Il progetto fu raccolto dalla Universal Pictures e affidato a John Landis, il regista di Animal House: Belushi ricevette 500 mila dollari, Aykroyd 250 mila. Universal fissò che il film fosse chiuso in sei mesi per un costo di 12 milioni di dollari che poi portò a 17,5, e che uscisse ad autunno 1979. La sceneggiatura fu affidata ad Aykroyd, inventore della “storia”, e che non aveva mai scritto una sceneggiatura: ci furono lunghe trattative con la produzione e con Landis sulla sua prima stesura sterminata. Belushi convinse la band a partecipare al film, che a molti di loro sembrava un progetto piuttosto disordinato: Shaffer rinunciò per altri impegni professionali e Belushi lo comunicò con un messaggio seccato agli altri: «Shaffer è fuori, non sarà mai un Blues Brother».
Nel frattempo Belushi aveva girato la sua parte in 1941 di Spielberg e stava lasciando il Saturday Night Live per stanchezza. Ma aveva anche sviluppato un rapporto intensissimo con l’uso delle droghe più diverse, e soprattutto della cocaina. Zeman spiega che non era niente di straordinario nel suo ambiente, salvo che per le quantità e la frequenza notevolissime nel caso di Belushi: i ritardi con la scrittura della sceneggiatura e l’allegra indolenza del cast – di cui Belushi è una specie di capo-gita – fecero cominciare le riprese a Chicago solo a luglio. Il sindaco Jane Byrne accolse il film e Belushi con grande collaborazione, e la sua città ne diventò un protagonista, come disse Aykroyd, che definì anche Belushi “il sindaco non ufficiale di Chicago”. «Era come essere a Roma con Mussolini», commenta Landis.
La compagnia si era insediata in un locale di Chicago, e Dan Aykroyd si era fidanzato con Carrie Fisher, l’attrice che nel film è la fidanzata abbandonata da Belushi all’altare, e che poco dopo tornò insieme al suo precedente compagno, il cantautore Paul Simon. Landis, Belushi e Aykroyd costruivano insieme il film e i personaggi. “Siamo in missione per conto di Dio” è di Landis, “No, signora, siamo musicisti” di Aykroyd, “Quanto per piccola bambina bionda?” è di Belushi. Nessuno aveva chiaro che film stessero facendo, era insieme un musical, una commedia e un film d’azione (che batté il primato di numero di auto distrutte in un film). E la produzione cominciò a preoccuparsi, perché i giorni passavano e i ritardi crescevano, soprattutto a causa delle assenze di Belushi. Faceva tardi la notte, non si trovava, restava a dormire tutto il giorno e otteneva cocaina ovunque (il film stesso aveva in budget delle spese per cocaina, per le riprese notturne). «La usavamo tutti, senza eccessi. Ma John la adorava. Lo teneva come vivo la notte, quella sensazione di superpotere in cui cominci a parlare e parlare e pensi di poter risolvere ogni problema del mondo», racconta Aykroyd. Una notte che lo cercava in una zona di riprese fuori Chicago, vide una finestra illuminata e suonò chiedendo se avevano visto un attore del film e il padrone di casa lo portò da Belushi che dormiva sul divano, dopo avergli “saccheggiato” il frigo.

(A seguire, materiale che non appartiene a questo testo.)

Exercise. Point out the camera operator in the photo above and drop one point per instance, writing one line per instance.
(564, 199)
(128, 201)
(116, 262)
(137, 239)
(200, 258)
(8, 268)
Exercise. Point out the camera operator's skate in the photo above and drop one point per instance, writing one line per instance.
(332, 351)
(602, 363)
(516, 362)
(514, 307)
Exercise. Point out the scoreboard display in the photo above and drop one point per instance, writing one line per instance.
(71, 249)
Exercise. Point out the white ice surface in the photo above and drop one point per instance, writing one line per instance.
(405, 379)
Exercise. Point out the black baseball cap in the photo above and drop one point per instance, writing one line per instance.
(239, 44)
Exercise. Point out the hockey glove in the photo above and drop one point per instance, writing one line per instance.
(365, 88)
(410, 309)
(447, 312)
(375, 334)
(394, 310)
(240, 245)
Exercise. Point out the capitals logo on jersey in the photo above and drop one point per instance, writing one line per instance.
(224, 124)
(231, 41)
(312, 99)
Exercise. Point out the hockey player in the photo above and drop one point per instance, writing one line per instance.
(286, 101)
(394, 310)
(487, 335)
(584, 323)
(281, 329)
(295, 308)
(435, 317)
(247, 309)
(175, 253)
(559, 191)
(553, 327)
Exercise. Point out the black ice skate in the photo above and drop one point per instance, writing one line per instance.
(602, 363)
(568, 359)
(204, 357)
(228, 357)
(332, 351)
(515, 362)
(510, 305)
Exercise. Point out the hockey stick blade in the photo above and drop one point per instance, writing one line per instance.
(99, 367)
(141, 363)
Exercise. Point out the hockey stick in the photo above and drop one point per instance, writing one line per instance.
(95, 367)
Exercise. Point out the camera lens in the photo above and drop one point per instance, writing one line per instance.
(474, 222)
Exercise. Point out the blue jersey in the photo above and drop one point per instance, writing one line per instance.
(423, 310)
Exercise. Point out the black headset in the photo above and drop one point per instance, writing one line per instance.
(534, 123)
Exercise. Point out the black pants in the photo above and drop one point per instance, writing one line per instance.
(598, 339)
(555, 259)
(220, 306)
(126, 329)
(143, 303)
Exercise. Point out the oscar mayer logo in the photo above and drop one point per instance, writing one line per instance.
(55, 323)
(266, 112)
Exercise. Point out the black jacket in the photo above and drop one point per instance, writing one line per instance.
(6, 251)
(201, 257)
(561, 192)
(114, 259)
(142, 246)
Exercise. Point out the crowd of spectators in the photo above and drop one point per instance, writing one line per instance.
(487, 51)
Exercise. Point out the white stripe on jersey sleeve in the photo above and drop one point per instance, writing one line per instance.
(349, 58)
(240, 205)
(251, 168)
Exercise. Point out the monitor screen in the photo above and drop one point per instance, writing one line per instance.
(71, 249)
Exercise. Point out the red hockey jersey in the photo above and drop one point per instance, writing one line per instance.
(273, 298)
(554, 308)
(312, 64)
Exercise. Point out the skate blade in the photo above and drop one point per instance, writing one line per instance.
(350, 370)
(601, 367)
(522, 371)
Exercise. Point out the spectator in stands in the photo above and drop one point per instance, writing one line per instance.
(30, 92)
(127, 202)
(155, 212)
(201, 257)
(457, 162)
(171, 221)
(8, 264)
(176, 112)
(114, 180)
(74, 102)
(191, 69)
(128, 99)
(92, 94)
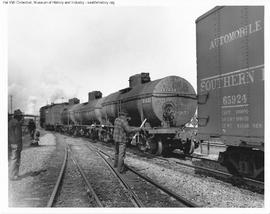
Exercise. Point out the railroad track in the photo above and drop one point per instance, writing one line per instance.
(254, 185)
(180, 199)
(56, 190)
(128, 190)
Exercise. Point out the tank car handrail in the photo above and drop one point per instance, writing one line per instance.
(148, 95)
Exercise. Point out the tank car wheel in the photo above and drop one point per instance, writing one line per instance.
(189, 147)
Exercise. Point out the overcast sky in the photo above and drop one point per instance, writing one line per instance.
(56, 53)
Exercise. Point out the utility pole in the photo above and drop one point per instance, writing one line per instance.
(10, 104)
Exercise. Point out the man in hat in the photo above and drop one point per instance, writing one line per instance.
(15, 144)
(121, 129)
(31, 128)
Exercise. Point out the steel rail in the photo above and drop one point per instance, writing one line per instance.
(132, 196)
(260, 184)
(166, 190)
(89, 187)
(59, 179)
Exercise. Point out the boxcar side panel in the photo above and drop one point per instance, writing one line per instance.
(230, 66)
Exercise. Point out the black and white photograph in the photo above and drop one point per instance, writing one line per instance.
(110, 106)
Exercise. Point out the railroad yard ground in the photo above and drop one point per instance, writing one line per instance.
(39, 165)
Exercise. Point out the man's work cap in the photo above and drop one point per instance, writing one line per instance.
(17, 112)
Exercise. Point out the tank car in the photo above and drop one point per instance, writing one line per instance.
(167, 104)
(53, 115)
(230, 66)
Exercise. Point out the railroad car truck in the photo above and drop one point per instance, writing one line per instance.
(230, 80)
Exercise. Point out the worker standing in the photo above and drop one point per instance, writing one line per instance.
(15, 144)
(121, 129)
(31, 128)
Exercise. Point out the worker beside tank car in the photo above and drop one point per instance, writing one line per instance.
(31, 128)
(121, 130)
(15, 144)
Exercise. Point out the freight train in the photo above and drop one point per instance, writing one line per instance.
(230, 97)
(166, 104)
(230, 85)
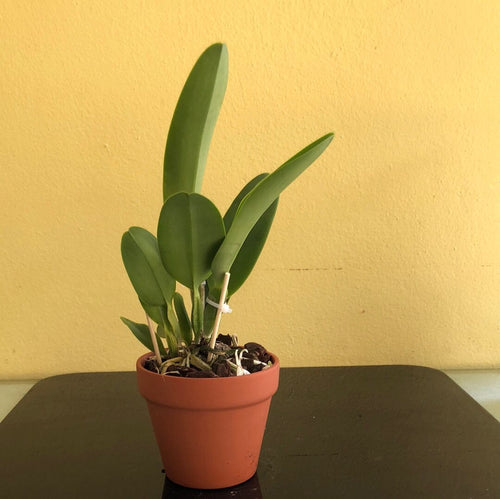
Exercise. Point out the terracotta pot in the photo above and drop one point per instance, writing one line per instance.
(209, 430)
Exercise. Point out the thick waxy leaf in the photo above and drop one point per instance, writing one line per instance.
(256, 202)
(157, 312)
(144, 267)
(141, 332)
(250, 250)
(183, 318)
(190, 231)
(194, 121)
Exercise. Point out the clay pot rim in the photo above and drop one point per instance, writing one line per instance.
(180, 379)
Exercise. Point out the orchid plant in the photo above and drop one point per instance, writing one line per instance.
(195, 245)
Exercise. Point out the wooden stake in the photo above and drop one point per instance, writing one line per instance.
(153, 339)
(218, 316)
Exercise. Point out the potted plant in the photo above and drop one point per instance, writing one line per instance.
(208, 397)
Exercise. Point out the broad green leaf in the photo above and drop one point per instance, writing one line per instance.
(141, 332)
(144, 267)
(231, 211)
(256, 202)
(194, 121)
(252, 246)
(183, 318)
(190, 231)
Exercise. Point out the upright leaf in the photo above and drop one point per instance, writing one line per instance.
(190, 231)
(257, 201)
(144, 267)
(252, 247)
(194, 121)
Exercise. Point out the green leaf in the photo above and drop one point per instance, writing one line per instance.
(141, 332)
(157, 312)
(190, 231)
(256, 202)
(194, 121)
(252, 246)
(144, 267)
(183, 318)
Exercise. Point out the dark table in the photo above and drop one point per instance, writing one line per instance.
(333, 432)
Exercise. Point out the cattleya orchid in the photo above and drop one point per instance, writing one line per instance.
(195, 245)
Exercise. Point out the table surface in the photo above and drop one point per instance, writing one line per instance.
(374, 432)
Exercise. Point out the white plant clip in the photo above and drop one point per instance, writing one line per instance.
(240, 371)
(225, 308)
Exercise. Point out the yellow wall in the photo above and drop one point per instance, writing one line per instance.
(386, 251)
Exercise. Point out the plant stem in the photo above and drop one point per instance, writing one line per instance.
(218, 317)
(153, 340)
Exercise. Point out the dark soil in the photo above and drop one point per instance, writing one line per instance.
(223, 364)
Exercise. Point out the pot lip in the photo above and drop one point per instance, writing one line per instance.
(179, 379)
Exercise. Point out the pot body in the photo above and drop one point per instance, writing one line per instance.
(209, 430)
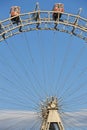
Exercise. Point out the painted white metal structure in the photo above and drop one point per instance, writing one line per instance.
(69, 23)
(51, 119)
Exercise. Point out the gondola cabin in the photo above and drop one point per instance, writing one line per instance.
(59, 9)
(15, 11)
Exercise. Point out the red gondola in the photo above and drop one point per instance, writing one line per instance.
(59, 9)
(15, 11)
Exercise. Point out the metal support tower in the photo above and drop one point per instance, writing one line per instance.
(50, 116)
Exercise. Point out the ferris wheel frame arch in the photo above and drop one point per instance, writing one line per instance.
(69, 23)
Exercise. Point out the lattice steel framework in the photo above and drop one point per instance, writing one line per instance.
(69, 23)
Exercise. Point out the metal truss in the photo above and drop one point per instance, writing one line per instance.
(69, 23)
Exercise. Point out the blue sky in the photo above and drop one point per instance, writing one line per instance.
(39, 64)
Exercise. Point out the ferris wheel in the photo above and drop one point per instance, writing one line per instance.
(43, 75)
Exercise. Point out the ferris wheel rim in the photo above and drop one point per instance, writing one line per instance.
(45, 23)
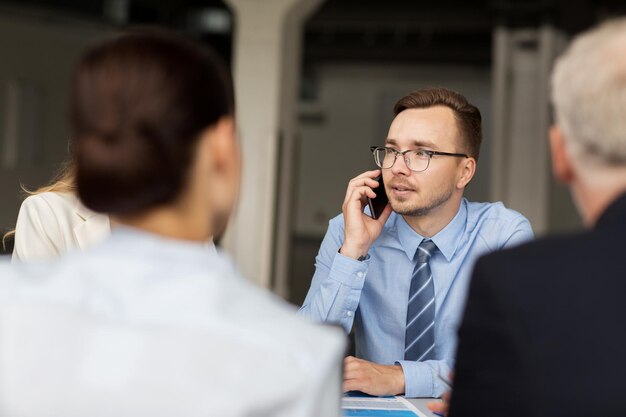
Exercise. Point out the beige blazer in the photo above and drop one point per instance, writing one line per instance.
(50, 224)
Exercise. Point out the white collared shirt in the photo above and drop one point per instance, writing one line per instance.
(50, 224)
(146, 326)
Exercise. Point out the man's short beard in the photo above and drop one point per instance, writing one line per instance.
(427, 209)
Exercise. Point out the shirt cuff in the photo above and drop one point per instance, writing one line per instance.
(419, 379)
(348, 271)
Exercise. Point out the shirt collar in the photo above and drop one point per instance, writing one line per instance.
(447, 240)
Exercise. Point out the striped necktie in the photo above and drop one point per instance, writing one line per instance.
(419, 339)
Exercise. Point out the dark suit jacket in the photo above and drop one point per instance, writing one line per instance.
(544, 331)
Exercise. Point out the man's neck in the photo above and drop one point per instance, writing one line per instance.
(432, 223)
(593, 202)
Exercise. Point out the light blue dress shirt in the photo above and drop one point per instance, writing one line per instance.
(373, 294)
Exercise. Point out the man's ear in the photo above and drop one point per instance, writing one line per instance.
(468, 169)
(561, 163)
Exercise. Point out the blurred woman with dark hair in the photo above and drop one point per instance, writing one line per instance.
(151, 322)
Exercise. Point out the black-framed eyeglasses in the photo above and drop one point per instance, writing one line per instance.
(417, 160)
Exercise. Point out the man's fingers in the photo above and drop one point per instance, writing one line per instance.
(382, 219)
(358, 194)
(367, 174)
(351, 385)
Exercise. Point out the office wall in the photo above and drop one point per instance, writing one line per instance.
(37, 53)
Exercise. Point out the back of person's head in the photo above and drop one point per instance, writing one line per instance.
(589, 95)
(468, 118)
(139, 103)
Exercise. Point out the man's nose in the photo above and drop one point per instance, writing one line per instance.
(400, 166)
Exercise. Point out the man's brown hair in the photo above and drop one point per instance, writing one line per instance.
(467, 115)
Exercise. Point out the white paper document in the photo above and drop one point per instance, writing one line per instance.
(378, 407)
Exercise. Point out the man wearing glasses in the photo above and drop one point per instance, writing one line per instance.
(401, 279)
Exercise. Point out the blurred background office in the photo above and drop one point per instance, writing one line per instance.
(316, 82)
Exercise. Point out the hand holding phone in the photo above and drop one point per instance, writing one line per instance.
(378, 204)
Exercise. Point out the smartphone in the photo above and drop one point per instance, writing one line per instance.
(378, 204)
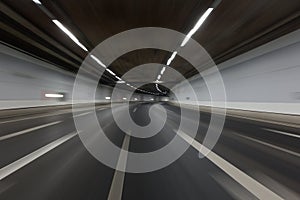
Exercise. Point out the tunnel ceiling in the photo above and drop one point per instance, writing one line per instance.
(233, 28)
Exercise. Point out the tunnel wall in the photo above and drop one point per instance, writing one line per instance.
(24, 81)
(264, 79)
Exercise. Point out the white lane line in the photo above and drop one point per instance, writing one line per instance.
(282, 133)
(116, 188)
(5, 137)
(18, 164)
(268, 144)
(253, 186)
(82, 114)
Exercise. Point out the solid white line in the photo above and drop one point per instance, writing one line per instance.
(5, 137)
(282, 133)
(253, 186)
(18, 164)
(269, 145)
(116, 188)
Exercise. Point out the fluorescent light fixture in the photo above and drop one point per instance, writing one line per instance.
(118, 78)
(37, 2)
(172, 57)
(163, 70)
(66, 31)
(98, 61)
(111, 72)
(54, 95)
(197, 26)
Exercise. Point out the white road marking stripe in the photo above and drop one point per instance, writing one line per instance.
(253, 186)
(116, 188)
(82, 114)
(5, 137)
(18, 164)
(269, 145)
(282, 133)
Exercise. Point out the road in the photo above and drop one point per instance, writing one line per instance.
(42, 157)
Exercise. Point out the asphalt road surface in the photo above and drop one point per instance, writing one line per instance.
(42, 157)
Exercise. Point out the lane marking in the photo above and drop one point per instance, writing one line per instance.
(5, 137)
(82, 114)
(282, 132)
(253, 186)
(18, 164)
(268, 144)
(116, 188)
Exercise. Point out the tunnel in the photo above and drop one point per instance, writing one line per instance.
(149, 99)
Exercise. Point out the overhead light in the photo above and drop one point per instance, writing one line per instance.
(163, 70)
(66, 31)
(54, 95)
(111, 72)
(98, 61)
(172, 57)
(37, 2)
(118, 78)
(197, 26)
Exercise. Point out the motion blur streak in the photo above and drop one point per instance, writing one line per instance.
(250, 48)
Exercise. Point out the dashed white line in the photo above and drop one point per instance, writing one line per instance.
(18, 164)
(269, 145)
(116, 188)
(82, 114)
(253, 186)
(5, 137)
(282, 133)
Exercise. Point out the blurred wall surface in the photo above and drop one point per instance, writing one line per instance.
(264, 79)
(24, 81)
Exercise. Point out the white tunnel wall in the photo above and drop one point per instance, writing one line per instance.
(24, 81)
(264, 79)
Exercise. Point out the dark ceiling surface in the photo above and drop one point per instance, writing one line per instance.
(234, 27)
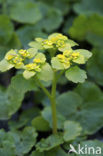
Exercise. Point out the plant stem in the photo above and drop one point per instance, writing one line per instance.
(52, 98)
(4, 6)
(43, 88)
(53, 104)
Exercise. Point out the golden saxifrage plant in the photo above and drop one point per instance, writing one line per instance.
(47, 60)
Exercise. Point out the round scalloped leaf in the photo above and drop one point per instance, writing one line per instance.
(25, 140)
(6, 144)
(96, 144)
(40, 124)
(49, 143)
(89, 7)
(71, 130)
(75, 74)
(52, 20)
(25, 118)
(4, 65)
(56, 64)
(70, 100)
(47, 115)
(46, 73)
(86, 107)
(95, 66)
(11, 99)
(25, 12)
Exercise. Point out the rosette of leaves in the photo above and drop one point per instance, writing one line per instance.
(33, 63)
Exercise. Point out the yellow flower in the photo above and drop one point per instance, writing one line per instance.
(24, 53)
(33, 67)
(47, 42)
(10, 57)
(60, 44)
(60, 56)
(67, 52)
(37, 60)
(75, 55)
(17, 59)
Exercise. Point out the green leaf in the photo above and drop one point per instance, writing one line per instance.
(75, 74)
(92, 32)
(6, 144)
(11, 99)
(54, 152)
(25, 118)
(71, 130)
(4, 65)
(85, 107)
(94, 144)
(52, 14)
(47, 115)
(89, 7)
(40, 124)
(95, 66)
(28, 74)
(25, 140)
(46, 73)
(49, 143)
(25, 12)
(6, 29)
(56, 64)
(70, 100)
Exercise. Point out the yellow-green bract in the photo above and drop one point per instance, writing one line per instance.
(33, 61)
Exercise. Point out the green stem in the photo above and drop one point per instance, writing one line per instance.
(53, 105)
(4, 6)
(43, 88)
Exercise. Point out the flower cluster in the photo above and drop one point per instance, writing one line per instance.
(37, 63)
(18, 59)
(54, 41)
(14, 58)
(68, 57)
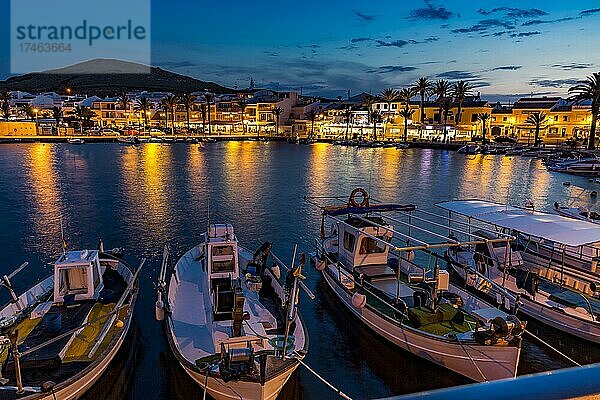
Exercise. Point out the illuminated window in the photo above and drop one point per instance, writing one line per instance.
(349, 241)
(371, 246)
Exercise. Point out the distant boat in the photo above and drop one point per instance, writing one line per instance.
(232, 321)
(68, 327)
(75, 141)
(128, 140)
(469, 149)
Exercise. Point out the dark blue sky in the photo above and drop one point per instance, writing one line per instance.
(328, 47)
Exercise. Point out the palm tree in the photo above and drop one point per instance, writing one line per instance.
(347, 118)
(311, 115)
(406, 113)
(389, 96)
(143, 106)
(123, 102)
(441, 89)
(79, 113)
(589, 90)
(277, 112)
(375, 117)
(5, 97)
(87, 114)
(187, 100)
(208, 99)
(445, 105)
(423, 87)
(165, 107)
(169, 105)
(203, 113)
(460, 90)
(242, 104)
(483, 118)
(29, 111)
(57, 113)
(537, 118)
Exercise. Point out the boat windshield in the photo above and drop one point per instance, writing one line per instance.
(371, 246)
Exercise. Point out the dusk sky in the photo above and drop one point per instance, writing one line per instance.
(328, 47)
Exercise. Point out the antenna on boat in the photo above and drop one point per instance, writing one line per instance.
(62, 238)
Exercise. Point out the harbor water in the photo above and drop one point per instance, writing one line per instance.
(143, 197)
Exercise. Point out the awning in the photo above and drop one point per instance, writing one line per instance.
(567, 231)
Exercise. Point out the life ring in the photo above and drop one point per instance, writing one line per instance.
(365, 195)
(277, 343)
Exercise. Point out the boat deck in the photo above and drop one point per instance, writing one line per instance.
(67, 356)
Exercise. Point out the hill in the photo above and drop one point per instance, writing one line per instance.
(115, 77)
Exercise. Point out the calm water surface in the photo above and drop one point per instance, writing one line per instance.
(145, 196)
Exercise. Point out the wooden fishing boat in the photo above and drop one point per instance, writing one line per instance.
(551, 267)
(59, 336)
(231, 320)
(414, 307)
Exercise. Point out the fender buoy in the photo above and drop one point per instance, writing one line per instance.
(365, 200)
(359, 300)
(277, 343)
(320, 265)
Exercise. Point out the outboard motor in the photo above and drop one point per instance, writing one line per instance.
(499, 328)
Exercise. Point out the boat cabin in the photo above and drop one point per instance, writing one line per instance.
(222, 269)
(356, 246)
(77, 276)
(493, 254)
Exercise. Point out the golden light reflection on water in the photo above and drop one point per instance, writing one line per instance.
(146, 178)
(46, 198)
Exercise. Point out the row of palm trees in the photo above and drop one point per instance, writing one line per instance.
(452, 95)
(169, 104)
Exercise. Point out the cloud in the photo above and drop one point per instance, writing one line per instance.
(485, 25)
(363, 16)
(525, 34)
(507, 68)
(591, 11)
(456, 75)
(572, 66)
(386, 69)
(358, 40)
(177, 64)
(515, 12)
(545, 21)
(394, 43)
(431, 12)
(553, 83)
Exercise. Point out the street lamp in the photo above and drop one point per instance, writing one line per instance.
(35, 110)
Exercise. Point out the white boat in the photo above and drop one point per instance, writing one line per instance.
(552, 269)
(422, 312)
(75, 141)
(586, 166)
(580, 213)
(231, 322)
(71, 325)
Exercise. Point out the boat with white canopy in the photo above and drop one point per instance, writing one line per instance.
(374, 261)
(59, 336)
(552, 266)
(231, 320)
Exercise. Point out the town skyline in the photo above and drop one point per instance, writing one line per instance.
(505, 52)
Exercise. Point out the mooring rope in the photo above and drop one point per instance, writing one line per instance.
(315, 373)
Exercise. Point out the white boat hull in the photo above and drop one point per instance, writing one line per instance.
(494, 362)
(584, 329)
(220, 390)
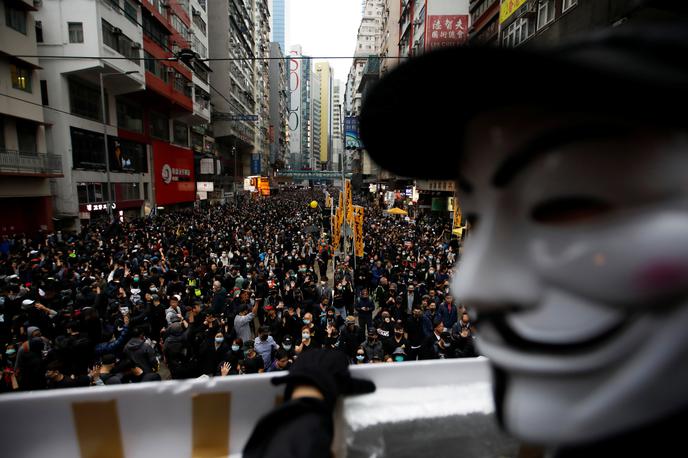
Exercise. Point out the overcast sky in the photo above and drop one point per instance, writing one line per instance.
(324, 28)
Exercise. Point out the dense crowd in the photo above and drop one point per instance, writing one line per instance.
(232, 289)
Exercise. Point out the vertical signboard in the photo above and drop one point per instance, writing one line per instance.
(294, 119)
(174, 174)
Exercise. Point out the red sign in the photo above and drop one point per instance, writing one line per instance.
(446, 30)
(174, 174)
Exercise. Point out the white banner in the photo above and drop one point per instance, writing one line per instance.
(174, 419)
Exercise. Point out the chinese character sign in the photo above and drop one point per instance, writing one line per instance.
(446, 30)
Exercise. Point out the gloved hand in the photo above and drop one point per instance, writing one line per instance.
(326, 370)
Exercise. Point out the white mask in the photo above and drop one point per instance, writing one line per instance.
(593, 360)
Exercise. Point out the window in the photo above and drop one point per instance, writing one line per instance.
(87, 149)
(115, 39)
(198, 20)
(21, 77)
(39, 32)
(44, 92)
(155, 31)
(568, 4)
(545, 13)
(155, 67)
(26, 136)
(84, 100)
(180, 133)
(182, 84)
(131, 11)
(159, 126)
(517, 32)
(15, 19)
(127, 156)
(76, 32)
(129, 116)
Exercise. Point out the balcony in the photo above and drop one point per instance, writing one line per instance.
(26, 163)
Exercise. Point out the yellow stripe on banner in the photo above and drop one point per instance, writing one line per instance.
(97, 429)
(211, 425)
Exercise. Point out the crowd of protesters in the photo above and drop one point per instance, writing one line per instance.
(232, 289)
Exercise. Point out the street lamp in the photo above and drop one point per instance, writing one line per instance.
(107, 154)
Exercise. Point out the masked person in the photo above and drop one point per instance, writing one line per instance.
(576, 261)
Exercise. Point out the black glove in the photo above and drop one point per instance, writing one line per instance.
(326, 370)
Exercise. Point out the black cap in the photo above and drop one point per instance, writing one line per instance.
(634, 70)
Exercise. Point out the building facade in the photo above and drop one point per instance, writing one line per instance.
(278, 22)
(137, 156)
(279, 108)
(232, 38)
(27, 166)
(300, 130)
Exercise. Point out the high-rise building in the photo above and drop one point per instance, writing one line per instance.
(278, 16)
(279, 107)
(137, 156)
(232, 39)
(300, 129)
(323, 120)
(27, 165)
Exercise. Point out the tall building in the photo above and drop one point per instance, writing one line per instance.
(27, 164)
(260, 160)
(337, 124)
(368, 43)
(300, 131)
(278, 15)
(484, 28)
(149, 104)
(279, 108)
(232, 38)
(323, 95)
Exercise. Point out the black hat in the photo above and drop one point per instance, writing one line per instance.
(636, 70)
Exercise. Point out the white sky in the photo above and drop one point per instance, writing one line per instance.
(324, 28)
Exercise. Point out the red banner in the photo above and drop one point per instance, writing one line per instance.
(446, 30)
(174, 174)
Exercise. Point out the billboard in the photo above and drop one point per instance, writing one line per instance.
(174, 174)
(508, 7)
(294, 119)
(446, 30)
(352, 140)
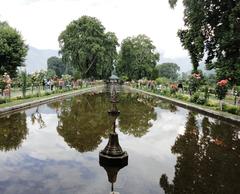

Intanto la produzione era poco convinta delle vecchie glorie del soul coinvolte nel film – Aretha Franklin, Cab Calloway, Ray Charles, James Brown – e chiese qualcuno di più giovane e contemporaneo. Senza successo, ma il problema era diventato un altro. Dal capo della Universal Lew Wasserman in giù fino ai responsabili sul set le giornate passavano in telefonate agitate e nervose e richieste di spiegazioni. A ottobre le riprese a Chicago (prima di chiuderle a Los Angeles) non erano ancora finite, e il budget aveva sforato di alcuni milioni. Un giorno Landis entrò nella roulotte di Belushi e trovò su un tavolo una montagna di cocaina, «tipo Tony Montana»: la buttò nel gabinetto e poi litigò con Belushi, finì con entrambi che piangevano e si abbracciavano.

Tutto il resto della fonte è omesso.